Ketiga, pemberdayaan ekonomi dan sosial masyarakat juga ikut mati suri. Program pelatihan, bantuan UMKM, padat karya, hingga kegiatan sosial kemasyarakatan tidak bisa bergerak tanpa Dana Desa. Kalurahan Serut yang seharusnya bisa memacu pertumbuhan lokal justru terjebak dalam lingkaran lambatnya birokrasi.
Ironisnya, dalam banyak kasus, hambatan ini muncul bukan karena kekurangan dana dari pusat, melainkan karena ketidaksigapan pemerintah desa dalam menuntaskan persyaratan. Jika kondisi ini terus berulang dari tahun ke tahun, maka wajar jika kepercayaan masyarakat terhadap pemerintah kalurahan akhirnya tergerus.
Selanjutnya, pemerintah harus berani menjawab pertanyaan penting:
Mengapa Kalurahan Serut tidak siap?
Apakah SDM pengelola keuangan kurang? Apakah koordinasi dengan kapanewon lemah? Ataukah ada pola kerja yang tidak disiplin sehingga dokumen penyertaan selalu terlambat?
Krisis seperti ini seharusnya menjadi alarm keras. Pemerintah kalurahan tidak boleh lagi terperangkap dalam pola lama yang bergantung pada pencairan tanpa menyiapkan fondasi administrasi yang kuat. Kalurahan Serut membutuhkan percepatan, transparansi, dan reformasi tata kelola anggaran agar tidak terus–menerus menjadi korban dari kesalahan sendiri.
Pada akhirnya, masyarakat berhak mendapatkan jawaban dan kepastian. Mereka tidak bisa menunggu tanpa batas waktu, sementara kebutuhan pembangunan terus mendesak. Dana Desa bukan hadiah—itu hak publik. Dan ketika pencairannya tersendat, sudah seharusnya pemerintah desa bertanggung jawab dan segera membenahi akar permasalahannya.

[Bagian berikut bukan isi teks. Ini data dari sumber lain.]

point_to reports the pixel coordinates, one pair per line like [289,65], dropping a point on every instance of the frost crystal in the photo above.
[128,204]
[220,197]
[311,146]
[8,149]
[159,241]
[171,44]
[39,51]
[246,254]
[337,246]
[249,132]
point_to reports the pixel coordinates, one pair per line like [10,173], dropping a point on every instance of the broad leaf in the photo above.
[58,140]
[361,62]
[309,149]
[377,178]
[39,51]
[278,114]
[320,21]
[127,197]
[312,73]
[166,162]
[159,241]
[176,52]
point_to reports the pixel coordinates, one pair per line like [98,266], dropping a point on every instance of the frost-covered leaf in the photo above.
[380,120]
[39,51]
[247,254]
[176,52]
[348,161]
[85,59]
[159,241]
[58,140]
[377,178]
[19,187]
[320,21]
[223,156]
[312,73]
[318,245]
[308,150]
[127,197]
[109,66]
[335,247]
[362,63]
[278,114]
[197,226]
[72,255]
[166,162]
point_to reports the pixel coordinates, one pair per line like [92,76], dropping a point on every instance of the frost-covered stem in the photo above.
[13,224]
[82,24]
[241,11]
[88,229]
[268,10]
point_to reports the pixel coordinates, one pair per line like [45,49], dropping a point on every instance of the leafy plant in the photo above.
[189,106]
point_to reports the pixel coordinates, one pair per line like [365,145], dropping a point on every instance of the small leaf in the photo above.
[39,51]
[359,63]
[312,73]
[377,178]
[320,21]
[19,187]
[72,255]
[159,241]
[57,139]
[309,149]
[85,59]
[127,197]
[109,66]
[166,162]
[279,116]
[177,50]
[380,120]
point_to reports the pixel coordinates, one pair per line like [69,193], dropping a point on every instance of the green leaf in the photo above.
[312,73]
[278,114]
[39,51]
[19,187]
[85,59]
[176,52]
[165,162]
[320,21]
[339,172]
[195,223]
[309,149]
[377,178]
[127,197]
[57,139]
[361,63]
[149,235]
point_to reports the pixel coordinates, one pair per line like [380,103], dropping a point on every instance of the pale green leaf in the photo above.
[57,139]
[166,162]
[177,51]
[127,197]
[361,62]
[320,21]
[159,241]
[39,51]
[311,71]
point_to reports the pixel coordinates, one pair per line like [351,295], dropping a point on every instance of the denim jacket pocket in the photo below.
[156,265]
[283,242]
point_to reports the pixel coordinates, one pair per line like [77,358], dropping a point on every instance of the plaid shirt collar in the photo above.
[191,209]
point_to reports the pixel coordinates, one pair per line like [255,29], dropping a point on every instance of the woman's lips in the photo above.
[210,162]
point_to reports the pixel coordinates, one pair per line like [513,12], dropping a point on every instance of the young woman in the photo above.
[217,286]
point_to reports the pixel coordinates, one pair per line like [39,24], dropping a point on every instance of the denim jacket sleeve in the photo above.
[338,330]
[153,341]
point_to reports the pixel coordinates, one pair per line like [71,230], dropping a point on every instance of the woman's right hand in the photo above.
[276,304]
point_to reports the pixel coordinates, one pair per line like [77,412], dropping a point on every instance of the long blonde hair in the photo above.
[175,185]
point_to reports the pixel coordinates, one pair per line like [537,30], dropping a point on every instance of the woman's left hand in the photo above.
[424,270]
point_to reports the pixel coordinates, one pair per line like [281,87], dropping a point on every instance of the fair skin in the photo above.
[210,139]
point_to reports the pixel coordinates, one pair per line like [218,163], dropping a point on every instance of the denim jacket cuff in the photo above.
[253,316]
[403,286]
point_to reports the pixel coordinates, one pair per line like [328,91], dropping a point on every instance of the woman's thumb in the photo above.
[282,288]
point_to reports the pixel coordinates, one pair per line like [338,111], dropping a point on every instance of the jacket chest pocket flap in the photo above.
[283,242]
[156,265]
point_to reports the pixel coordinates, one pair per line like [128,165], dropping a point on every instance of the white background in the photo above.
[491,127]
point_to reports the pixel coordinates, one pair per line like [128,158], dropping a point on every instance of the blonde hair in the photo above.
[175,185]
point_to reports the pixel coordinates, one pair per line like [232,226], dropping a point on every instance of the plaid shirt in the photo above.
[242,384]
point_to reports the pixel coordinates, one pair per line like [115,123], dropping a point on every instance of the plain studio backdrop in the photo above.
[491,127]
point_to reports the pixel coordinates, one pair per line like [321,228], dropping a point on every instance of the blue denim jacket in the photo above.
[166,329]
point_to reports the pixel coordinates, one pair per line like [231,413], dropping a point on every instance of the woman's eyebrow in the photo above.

Seperti diketahui bahwa pagi dana desa Gunungkidul sekitar 168,8 miliar pada tahap pertama, dan sudah dicairkan sebesar 99,6 miliar sedang untuk tahap dua sudah tersalurkan 68,9 miliar.
Seperti dikutip dari kompas.com bahwa, dua kelurahan yang belum bisa mencairkan dana desa tahap dua, Yakni Kalurahan Serut dan Bohol ,untuk pagu Kalurahan Serut sebesar 208,5 juta dan Kalurahan Bohol 13,7 juta. Hal tersebut seperti disampaikan oleh Kepala Bidang Pemberdayaan Masyarakat DPMKP2KB Gunungkidul, Khoiru Rahmat
Kalurahan Serut harus bergerak cepat. Jika tidak, maka yang dirugikan bukan hanya program pembangunan, tetapi juga masa depan warga yang sepenuhnya bergantung pada keberhasilan tata kelola pemerintah di tingkat paling bawah. ( Red ).